La Cigarra: Sentando bases de un movimiento cultural y social

Gabriela Bustos

Tocatas, homenajes, ferias del trueque, conversatorios feministas, ciclos de cine, cafés literarios, una escuelita popular y hasta una campaña para cambiar el nombre a una plazoleta que lleva el del dictador, son parte de las actividades realizadas por un grupo de jóvenes que decidió salir de su zona de confort y demostrar que con sus capacidades, energía y voluntad, era posible concretar cambios en una pequeña y conservadora ciudad.

Fue en el verano del 2011, cuando Felix Villalobos y Manuel Castillo, decidieron que era momento de hacer algo por el desarrollo cultural de su comuna. Para ese entonces, Linares era un diamante en bruto, con mucho que potenciar, pero sin nadie que tomara la iniciativa. Por eso, y apelando al compromiso que tenían con la música y la cultura, le propusieron al partido político en el que militaban, conformar una organización que levantara y validara el talento local.

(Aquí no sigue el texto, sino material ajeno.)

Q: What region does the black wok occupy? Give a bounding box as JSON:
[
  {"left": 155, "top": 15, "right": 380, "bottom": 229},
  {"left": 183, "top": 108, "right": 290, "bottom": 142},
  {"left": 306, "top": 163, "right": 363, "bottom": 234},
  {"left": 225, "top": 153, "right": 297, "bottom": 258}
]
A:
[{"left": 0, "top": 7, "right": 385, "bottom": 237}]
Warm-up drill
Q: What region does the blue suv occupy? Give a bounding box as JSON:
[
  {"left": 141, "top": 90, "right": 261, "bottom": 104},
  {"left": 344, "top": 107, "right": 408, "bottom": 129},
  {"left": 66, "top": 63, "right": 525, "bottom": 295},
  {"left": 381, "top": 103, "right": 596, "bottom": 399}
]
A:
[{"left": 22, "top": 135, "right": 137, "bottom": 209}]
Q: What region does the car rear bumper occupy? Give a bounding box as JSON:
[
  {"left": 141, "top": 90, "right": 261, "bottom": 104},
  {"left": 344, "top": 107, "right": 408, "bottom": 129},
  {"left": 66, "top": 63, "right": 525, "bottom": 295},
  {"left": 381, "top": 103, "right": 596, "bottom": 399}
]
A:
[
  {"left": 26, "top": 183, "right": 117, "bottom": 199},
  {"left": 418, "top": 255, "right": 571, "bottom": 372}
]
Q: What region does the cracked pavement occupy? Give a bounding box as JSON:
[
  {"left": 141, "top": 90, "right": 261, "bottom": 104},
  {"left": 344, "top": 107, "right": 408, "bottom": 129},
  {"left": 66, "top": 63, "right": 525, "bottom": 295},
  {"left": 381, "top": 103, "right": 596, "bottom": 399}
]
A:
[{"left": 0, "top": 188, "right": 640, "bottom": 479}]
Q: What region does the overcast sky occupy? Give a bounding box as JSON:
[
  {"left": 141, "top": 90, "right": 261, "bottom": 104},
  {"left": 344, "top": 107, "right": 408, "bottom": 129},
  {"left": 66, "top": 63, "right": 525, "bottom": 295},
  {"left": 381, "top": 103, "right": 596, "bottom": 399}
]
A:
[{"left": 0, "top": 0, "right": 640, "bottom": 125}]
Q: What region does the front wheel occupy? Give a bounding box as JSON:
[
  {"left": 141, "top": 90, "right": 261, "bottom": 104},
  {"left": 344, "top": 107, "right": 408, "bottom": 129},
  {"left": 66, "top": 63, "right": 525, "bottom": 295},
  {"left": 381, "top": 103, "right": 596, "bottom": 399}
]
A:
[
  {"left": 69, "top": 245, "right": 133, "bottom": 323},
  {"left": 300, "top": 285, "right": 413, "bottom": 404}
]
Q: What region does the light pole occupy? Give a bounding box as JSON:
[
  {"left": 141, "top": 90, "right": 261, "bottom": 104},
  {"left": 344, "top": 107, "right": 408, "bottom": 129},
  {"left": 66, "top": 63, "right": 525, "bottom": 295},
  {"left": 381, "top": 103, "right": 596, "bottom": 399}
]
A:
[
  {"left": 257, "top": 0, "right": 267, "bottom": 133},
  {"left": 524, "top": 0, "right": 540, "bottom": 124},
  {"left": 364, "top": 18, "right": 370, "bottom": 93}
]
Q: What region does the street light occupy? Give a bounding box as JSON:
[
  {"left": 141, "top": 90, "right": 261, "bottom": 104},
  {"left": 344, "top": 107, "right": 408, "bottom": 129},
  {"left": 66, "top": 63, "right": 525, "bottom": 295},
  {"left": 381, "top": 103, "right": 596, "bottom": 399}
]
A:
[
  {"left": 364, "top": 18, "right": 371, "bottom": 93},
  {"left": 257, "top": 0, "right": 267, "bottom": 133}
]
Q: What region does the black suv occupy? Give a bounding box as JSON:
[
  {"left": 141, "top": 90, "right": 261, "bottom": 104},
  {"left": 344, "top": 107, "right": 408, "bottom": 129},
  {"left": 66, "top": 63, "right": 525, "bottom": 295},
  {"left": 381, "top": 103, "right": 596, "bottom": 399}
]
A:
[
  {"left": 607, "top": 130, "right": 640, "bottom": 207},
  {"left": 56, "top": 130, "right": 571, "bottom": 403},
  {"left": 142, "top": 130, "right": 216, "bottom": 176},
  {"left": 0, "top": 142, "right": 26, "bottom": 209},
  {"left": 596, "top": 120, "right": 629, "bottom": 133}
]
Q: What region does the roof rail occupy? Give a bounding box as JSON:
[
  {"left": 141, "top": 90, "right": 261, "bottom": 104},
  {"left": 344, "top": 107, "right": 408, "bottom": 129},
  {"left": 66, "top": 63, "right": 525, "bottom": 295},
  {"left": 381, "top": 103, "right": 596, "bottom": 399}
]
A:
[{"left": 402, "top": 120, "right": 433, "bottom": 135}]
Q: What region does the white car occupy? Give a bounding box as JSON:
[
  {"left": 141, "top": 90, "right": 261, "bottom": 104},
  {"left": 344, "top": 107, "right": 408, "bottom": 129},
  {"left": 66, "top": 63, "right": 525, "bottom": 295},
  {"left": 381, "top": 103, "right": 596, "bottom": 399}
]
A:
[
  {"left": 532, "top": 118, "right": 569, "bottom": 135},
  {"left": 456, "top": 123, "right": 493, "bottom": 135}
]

Su idea tuvo buena acogida, y en breve logró congregar a un grupo de jóvenes, que cumpliendo el número de 15 socios exigidos por la ley, concurrieron ese mismo año a constituir su personalidad jurídica.

No tenían más de 20 años, pero estaban convencidos de que sería precisamente su juventud el motor que guiaría la cruzada. Prueba de su convicción es que pese a haberse decepcionado y retirado precozmente del Partido Socialista, siguieron solos con una idea que los demás socios abandonaron. Hubo quienes perdieron la motivación e incluso la fe, pero no fue el caso de Felix y Manuel, cuya convicción se mantuvo y dio potentes frutos, que hoy se reflejan en el recuento que hacen Paola y Carola, su hermana y prima respectivamente, de los siete años de historia de uno de sus máximos orgullos: La Cigarra.

“El centro nace en un momento álgido de la historia reciente. Donde había un movimiento juvenil, cultural y estudiantil súper fuerte. Si bien en Linares no se veía tan reflejado como en Santiago o Concepción, sí existía ese bichito, por lo que la contingencia exigía hacer algo”, sostiene Carola Castro, que a sus 17 años se integró guiada por sus deseos de realizar cambios profundos, en pos de un bien común; mismos ideales que persigue hoy a los 25, como egresada de Administración Pública de la USACH.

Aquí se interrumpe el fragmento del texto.